On Friday i.e. 30th November, 2018, Quora, the popular platform to ask questions and connect with people who contribute unique insights and quality answers has suffered with a sensitive data breach regarding its users. As per their “SECURITY UPDATE” mail, a third party had gained access to the following data of users in an unauthorized way and was discovered !
- Account & User Information including name, email, IP, userID, one-way hashed password, user account settings, personalization data
- Public Actions and content including drafts
- Data imported from linked networks eg. contacts, demographic information, interests, access tokens
- Non-public actions like answer requests, downvotes, thanks
Though from the post, the Q&A that were written anonymously are not affected as Quora does not store the identities of people who post anonymous content.
We as avid users of Quora would like to ask Why are all the eggs in one single basket? As in why are access tokens and passwords residing in one single table of a database?

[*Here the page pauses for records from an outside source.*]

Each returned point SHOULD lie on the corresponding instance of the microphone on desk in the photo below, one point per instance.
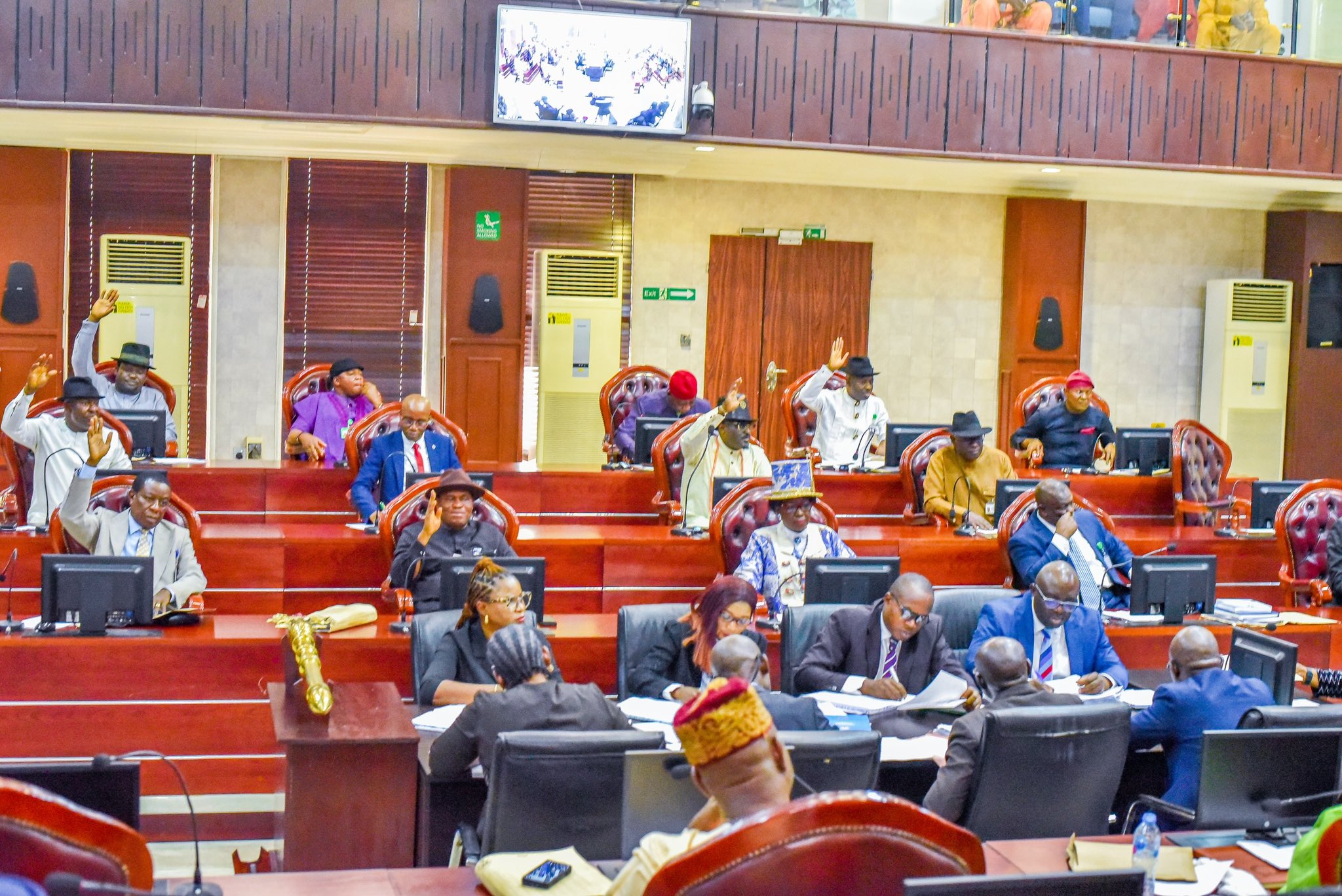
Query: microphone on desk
(195, 887)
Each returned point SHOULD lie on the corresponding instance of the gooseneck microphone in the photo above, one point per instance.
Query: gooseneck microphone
(197, 887)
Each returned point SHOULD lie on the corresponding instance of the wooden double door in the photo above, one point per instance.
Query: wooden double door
(781, 305)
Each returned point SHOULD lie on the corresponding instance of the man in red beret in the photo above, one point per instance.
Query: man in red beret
(1066, 435)
(680, 399)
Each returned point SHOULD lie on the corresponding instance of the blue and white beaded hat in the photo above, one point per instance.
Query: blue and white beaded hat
(792, 479)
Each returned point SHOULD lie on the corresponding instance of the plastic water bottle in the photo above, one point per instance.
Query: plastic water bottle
(1147, 847)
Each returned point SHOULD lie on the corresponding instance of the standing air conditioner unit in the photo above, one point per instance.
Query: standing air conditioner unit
(153, 276)
(1246, 358)
(580, 350)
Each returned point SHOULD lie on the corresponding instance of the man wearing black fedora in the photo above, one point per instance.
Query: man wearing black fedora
(961, 482)
(133, 367)
(60, 445)
(850, 422)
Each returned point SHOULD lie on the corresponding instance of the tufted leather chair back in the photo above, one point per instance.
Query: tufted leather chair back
(1303, 522)
(411, 505)
(388, 419)
(746, 509)
(113, 493)
(22, 459)
(622, 390)
(800, 420)
(42, 832)
(882, 838)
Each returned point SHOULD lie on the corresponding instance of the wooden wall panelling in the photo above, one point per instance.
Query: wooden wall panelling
(968, 86)
(440, 35)
(929, 64)
(1254, 115)
(1288, 117)
(1320, 126)
(312, 57)
(223, 50)
(813, 103)
(1220, 90)
(853, 86)
(42, 51)
(267, 54)
(736, 82)
(776, 52)
(890, 88)
(1003, 98)
(1151, 92)
(1042, 98)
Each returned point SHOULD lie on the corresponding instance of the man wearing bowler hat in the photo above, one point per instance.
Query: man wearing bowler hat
(850, 422)
(448, 531)
(133, 367)
(961, 482)
(60, 444)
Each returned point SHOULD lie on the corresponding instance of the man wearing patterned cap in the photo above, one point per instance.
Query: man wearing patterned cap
(775, 560)
(680, 399)
(737, 761)
(1066, 435)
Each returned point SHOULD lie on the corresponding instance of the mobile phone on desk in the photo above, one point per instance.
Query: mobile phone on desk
(546, 875)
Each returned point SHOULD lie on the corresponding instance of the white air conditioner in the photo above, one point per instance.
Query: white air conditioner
(579, 321)
(1246, 360)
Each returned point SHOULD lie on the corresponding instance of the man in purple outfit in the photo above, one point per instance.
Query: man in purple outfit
(322, 420)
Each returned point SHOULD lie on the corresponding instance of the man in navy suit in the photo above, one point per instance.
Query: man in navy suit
(415, 449)
(1059, 635)
(1060, 530)
(1203, 698)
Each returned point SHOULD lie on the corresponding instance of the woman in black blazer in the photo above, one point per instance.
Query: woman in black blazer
(678, 664)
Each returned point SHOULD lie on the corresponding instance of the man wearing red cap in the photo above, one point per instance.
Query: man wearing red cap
(1066, 435)
(680, 399)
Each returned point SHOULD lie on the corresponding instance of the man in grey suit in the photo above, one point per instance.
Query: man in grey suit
(737, 656)
(137, 531)
(1003, 675)
(890, 650)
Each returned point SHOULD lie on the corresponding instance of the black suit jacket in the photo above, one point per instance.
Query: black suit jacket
(949, 794)
(550, 706)
(670, 662)
(850, 644)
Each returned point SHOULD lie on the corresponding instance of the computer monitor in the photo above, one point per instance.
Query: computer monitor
(646, 430)
(849, 580)
(1267, 659)
(1067, 883)
(148, 432)
(457, 580)
(901, 435)
(96, 588)
(1142, 450)
(1247, 777)
(1173, 585)
(113, 791)
(1266, 496)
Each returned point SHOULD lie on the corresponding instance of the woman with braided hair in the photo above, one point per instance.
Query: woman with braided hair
(459, 668)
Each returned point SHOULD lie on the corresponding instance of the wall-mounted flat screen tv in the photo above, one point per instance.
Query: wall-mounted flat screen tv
(592, 70)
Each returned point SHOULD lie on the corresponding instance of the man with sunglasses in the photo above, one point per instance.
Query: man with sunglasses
(1059, 635)
(889, 651)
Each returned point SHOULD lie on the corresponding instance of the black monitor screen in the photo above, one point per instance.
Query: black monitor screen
(148, 432)
(1267, 659)
(97, 586)
(646, 430)
(849, 580)
(1266, 496)
(1247, 777)
(113, 791)
(1142, 450)
(457, 580)
(1173, 585)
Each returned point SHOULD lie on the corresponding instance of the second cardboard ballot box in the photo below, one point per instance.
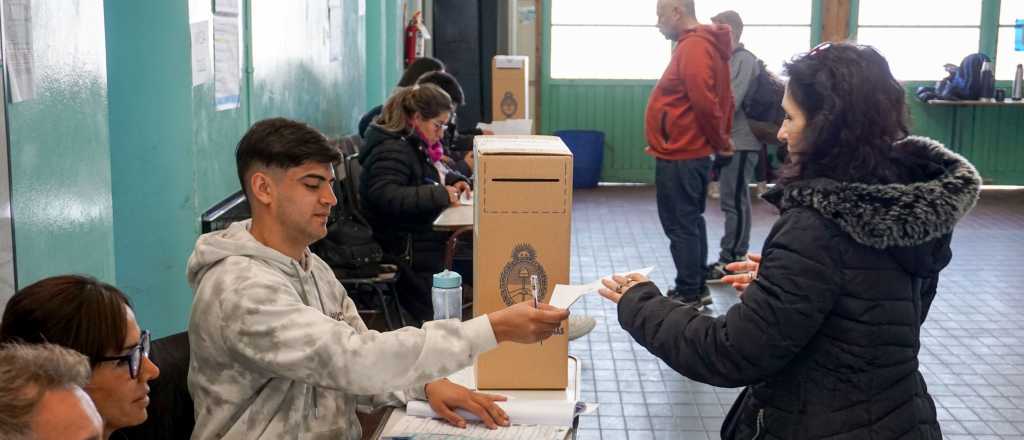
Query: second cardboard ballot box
(522, 223)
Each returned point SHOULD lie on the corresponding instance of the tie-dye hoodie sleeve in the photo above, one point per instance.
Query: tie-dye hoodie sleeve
(276, 348)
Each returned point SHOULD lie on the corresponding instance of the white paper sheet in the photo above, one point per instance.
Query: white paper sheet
(565, 295)
(227, 72)
(520, 411)
(20, 54)
(420, 428)
(201, 52)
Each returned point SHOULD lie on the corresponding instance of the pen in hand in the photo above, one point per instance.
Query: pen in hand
(535, 287)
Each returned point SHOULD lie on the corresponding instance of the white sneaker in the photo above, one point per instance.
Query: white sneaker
(580, 325)
(713, 190)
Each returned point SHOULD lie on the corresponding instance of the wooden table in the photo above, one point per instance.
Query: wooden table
(467, 379)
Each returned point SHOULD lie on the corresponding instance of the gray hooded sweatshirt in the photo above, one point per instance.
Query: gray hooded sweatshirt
(279, 351)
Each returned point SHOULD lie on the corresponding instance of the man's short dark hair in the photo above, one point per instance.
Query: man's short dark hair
(283, 143)
(27, 372)
(448, 83)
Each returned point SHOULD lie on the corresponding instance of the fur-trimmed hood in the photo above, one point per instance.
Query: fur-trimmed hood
(885, 216)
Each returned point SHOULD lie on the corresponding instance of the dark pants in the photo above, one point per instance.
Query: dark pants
(682, 190)
(735, 202)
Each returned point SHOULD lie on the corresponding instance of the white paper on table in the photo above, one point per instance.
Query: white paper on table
(565, 295)
(429, 429)
(466, 199)
(201, 51)
(226, 71)
(520, 411)
(20, 54)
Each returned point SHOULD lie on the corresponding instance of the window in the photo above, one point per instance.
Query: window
(619, 39)
(943, 31)
(1010, 51)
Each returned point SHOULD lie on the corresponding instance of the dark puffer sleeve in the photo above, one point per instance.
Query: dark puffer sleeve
(389, 188)
(798, 281)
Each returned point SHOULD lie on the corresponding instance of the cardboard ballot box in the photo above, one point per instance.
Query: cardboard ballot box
(522, 222)
(510, 87)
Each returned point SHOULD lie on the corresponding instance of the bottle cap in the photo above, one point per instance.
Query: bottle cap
(448, 279)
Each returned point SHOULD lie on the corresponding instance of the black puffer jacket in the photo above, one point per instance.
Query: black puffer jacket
(826, 339)
(399, 188)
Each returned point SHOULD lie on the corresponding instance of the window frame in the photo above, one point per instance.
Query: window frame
(546, 24)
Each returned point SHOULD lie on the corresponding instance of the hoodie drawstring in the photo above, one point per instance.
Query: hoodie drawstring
(320, 298)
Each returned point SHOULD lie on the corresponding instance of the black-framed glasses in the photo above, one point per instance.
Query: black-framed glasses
(134, 357)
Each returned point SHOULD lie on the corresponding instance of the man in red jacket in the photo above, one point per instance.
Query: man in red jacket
(688, 120)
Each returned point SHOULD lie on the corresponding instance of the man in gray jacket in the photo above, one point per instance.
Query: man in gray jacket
(734, 176)
(278, 349)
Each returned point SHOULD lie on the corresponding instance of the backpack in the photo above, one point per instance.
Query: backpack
(349, 246)
(966, 83)
(763, 103)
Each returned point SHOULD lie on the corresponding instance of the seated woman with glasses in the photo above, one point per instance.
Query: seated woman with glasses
(95, 319)
(406, 185)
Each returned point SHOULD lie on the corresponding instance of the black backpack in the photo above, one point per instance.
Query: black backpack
(349, 247)
(966, 83)
(763, 102)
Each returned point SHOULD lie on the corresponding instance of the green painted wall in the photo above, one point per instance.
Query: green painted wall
(173, 155)
(990, 137)
(59, 148)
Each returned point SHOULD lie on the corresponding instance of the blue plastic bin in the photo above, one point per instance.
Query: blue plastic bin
(588, 154)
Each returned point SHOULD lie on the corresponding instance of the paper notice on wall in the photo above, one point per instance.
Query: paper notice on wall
(226, 7)
(335, 24)
(227, 72)
(20, 55)
(201, 52)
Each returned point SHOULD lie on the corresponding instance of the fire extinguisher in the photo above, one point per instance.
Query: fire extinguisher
(416, 36)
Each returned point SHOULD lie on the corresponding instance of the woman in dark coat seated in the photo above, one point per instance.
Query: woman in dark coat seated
(826, 335)
(406, 185)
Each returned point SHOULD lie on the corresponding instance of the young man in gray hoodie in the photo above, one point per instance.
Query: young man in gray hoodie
(736, 174)
(278, 349)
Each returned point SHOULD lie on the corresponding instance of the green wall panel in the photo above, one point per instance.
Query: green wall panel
(152, 159)
(59, 148)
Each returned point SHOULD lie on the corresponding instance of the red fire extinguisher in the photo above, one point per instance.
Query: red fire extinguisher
(416, 36)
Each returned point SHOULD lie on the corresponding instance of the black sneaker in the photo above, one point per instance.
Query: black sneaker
(716, 271)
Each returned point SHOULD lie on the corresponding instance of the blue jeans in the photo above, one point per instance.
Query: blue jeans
(682, 189)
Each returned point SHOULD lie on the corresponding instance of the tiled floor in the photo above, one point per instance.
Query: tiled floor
(973, 342)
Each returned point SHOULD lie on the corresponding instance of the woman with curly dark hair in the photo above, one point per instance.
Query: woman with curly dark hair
(826, 335)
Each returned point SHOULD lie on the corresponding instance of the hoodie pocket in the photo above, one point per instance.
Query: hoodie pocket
(665, 127)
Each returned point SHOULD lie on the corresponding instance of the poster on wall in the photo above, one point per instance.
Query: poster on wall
(201, 52)
(17, 44)
(226, 7)
(335, 25)
(226, 70)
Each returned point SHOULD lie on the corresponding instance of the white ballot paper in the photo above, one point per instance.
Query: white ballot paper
(564, 295)
(546, 412)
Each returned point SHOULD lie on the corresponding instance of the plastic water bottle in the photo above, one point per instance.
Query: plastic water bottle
(446, 295)
(1018, 91)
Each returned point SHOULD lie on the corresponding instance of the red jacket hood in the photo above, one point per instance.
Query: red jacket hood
(719, 36)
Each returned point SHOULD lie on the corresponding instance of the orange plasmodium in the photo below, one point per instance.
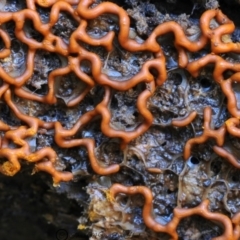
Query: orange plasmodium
(82, 11)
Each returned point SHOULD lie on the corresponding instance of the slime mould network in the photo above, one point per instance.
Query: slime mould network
(218, 51)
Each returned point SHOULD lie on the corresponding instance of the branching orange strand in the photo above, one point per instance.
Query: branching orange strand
(82, 11)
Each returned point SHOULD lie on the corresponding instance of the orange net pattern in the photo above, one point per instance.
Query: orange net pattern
(82, 12)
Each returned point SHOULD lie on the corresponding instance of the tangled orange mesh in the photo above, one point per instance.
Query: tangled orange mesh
(45, 159)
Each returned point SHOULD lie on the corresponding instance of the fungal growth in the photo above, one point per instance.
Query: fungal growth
(147, 117)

Access tokens are the auth tokens that Quora obtains from the 3rd party domain used to sign-in/ link with the Quora website/app on behalf of the user when one authorizes it. Which means, its just not Quora, but also the corresponding data from the connected accounts like Google and Facebook of the affected users have been leaked/ stolen !
The following actions are being currently taken by the Quora Security Team as per their mailer:
- Notifying all the users who are affected by this breach
- Logging out all the affected users from Quora platform(Remember they have flushed all the auth and session tokens to avoid further damage)
- Further investigations going on even though they know the root cause of the issue now
As a precautionary measure, requesting all the users of Quora to reset their passwords as well as start using password managers in order to avoid reuse of the same password on multiple platforms.